Let's try to model a Cooke Triplet, working from this screenshot from an old patent, taken from Wikipedia:

image.png

First, let's define the surfaces as spherical, using the radius of curvatures provided. Lenses diameters are not given, I'm gonna guess 30 and 25 to start with:

python
import torch
import torchlensmaker as tlm

d1, d2 = 30, 25

r1 = tlm.Sphere(d1, 26.4)
r2 = tlm.Sphere(d1, -150.7)
r3 = tlm.Sphere(d2, -29.8)
r4 = tlm.Sphere(d2, 24.2)
r5 = tlm.Sphere(d1, 150.7)
r6 = tlm.Sphere(d1, -26.4)

Next, we can define the material models for the lenses.
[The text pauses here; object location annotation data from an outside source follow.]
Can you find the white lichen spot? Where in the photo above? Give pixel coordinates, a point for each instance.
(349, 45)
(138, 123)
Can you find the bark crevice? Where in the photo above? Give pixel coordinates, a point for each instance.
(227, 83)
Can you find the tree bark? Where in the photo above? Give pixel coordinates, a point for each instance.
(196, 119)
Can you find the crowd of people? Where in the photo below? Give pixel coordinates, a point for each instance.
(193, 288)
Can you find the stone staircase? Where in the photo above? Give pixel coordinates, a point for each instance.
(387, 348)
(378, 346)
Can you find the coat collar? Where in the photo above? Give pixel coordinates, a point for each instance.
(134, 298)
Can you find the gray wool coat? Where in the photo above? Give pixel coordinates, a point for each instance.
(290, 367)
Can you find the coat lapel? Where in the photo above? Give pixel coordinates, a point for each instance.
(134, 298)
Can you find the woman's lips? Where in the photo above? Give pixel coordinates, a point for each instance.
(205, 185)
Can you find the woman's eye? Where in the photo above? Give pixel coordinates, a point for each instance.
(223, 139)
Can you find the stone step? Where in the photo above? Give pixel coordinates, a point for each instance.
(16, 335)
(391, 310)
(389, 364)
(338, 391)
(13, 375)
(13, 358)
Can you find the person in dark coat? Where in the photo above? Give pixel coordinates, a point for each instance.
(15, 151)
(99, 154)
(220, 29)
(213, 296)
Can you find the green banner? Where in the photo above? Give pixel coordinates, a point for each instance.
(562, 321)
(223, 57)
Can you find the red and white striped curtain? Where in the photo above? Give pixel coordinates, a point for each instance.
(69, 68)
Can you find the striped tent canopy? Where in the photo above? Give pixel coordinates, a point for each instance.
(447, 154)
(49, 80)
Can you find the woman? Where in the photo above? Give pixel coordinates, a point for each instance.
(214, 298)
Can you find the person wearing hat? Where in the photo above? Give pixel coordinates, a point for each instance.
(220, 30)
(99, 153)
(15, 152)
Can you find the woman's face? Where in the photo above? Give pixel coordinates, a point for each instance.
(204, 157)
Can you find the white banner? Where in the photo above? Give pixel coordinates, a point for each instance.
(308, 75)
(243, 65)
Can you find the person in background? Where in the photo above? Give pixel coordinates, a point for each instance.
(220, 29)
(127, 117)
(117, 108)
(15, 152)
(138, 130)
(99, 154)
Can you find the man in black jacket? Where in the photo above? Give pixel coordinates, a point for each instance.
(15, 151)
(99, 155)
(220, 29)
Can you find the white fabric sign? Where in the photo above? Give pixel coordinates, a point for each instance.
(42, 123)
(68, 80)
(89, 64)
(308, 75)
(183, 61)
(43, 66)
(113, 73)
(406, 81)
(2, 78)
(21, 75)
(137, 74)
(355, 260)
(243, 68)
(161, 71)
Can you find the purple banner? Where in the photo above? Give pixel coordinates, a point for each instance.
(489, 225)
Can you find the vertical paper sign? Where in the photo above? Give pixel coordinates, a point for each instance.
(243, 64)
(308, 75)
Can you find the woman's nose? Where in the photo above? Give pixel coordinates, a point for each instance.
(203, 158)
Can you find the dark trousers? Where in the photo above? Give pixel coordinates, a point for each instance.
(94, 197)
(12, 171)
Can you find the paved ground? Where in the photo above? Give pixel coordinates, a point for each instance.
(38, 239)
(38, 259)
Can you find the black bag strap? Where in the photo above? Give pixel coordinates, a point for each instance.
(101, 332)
In a Cooke Triplet, two materials are used, with the center one being denser to refract light more.

python
material1 = tlm.NonDispersiveMaterial(1.5108)
material2 = tlm.NonDispersiveMaterial(1.6042)

L1 = tlm.Lens(r1, r2, material=material1, inner_thickness=5.9)
L2 = tlm.Lens(r3, r4, material=material2, inner_thickness=0.2)
L3 = tlm.Lens(r5, r6, material=material1, inner_thickness=5.9)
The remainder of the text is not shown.